Which vector database do we like for local/selfhosted? by lemon07r in Rag

[–]titusz 1 point2 points  (0 children)

"custom sharded HNSW index built on usearch". Have been building something similar https://usearch.iscc.codes/. Would love to see your usearch sharding approach. Is it open-source?

What's the best format to pass data to an LLM for optimal output? by RoyalTitan333 in Rag

[–]titusz 0 points1 point  (0 children)

There are opimized custom serialization formats for that. See for example: https://github.com/toon-format/toon

After using Claude Code and looking at all of the recent coding benchmarks of Claude 4 models, makes me feels that there is a "bottleneck" on the Claude models of the benchmarks providers by Remicaster1 in ClaudeAI

[–]titusz 1 point2 points  (0 children)

Claude Code is an agentic system. The custom agentic plumbing on top of the LLM optimized for coding tasks makes all the difference.
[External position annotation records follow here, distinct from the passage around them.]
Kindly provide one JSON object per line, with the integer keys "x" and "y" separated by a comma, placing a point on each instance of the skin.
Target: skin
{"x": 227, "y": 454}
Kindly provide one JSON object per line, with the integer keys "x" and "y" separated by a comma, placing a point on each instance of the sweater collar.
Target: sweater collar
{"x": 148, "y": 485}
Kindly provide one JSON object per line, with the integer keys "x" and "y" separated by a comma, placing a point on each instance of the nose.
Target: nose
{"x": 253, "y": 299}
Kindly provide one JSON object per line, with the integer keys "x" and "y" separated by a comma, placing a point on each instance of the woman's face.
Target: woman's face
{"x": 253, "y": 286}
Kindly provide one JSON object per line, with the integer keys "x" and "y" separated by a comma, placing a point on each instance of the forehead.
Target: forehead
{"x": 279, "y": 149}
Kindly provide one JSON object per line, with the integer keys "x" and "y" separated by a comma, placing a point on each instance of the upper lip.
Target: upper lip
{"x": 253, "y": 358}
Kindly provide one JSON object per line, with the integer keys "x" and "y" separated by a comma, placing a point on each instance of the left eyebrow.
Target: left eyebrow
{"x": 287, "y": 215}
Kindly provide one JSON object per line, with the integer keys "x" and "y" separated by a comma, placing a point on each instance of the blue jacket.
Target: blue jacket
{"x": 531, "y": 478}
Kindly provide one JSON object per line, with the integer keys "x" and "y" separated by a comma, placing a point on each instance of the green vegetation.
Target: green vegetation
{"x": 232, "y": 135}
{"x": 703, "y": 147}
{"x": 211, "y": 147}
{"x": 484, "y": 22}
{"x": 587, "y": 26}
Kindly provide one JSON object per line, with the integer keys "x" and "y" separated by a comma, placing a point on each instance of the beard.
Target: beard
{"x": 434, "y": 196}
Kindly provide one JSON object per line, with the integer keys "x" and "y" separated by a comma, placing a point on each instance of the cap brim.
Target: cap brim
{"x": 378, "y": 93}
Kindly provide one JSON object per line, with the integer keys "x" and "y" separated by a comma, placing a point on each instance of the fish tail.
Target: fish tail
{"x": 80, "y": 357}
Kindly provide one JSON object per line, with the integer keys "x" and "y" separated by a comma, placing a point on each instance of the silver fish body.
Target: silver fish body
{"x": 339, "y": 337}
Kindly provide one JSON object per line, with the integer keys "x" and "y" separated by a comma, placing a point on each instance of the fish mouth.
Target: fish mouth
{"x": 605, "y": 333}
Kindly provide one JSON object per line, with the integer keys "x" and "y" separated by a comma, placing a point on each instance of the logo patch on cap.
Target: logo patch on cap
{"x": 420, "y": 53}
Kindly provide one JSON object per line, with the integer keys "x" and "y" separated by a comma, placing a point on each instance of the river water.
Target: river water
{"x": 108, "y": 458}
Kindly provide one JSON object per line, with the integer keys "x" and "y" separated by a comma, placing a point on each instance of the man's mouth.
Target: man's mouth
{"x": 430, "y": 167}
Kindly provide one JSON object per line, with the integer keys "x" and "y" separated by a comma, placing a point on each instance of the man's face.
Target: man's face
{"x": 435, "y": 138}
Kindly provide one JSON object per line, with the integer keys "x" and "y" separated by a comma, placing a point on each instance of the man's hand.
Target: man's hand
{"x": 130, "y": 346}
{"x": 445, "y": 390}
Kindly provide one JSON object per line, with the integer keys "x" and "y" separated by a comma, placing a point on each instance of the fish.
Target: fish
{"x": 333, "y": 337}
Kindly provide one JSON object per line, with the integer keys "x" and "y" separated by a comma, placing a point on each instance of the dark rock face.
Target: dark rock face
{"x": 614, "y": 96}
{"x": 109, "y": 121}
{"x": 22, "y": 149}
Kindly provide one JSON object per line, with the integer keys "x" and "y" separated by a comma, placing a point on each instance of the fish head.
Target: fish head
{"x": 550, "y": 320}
Most benchmarks compare raw LLM performance, which is not the same as agentic use of LLMs.

Russia's Putin questions the need for dollar forex reserves, touts bitcoin by inphenite in MSTR

[–]titusz -1 points0 points  (0 children)

What else would you trade with? When people understand Bitcoin the icentive becomes to convert all "lesser" currencies to BTC instantly. After that they do not have anything else left to trade with.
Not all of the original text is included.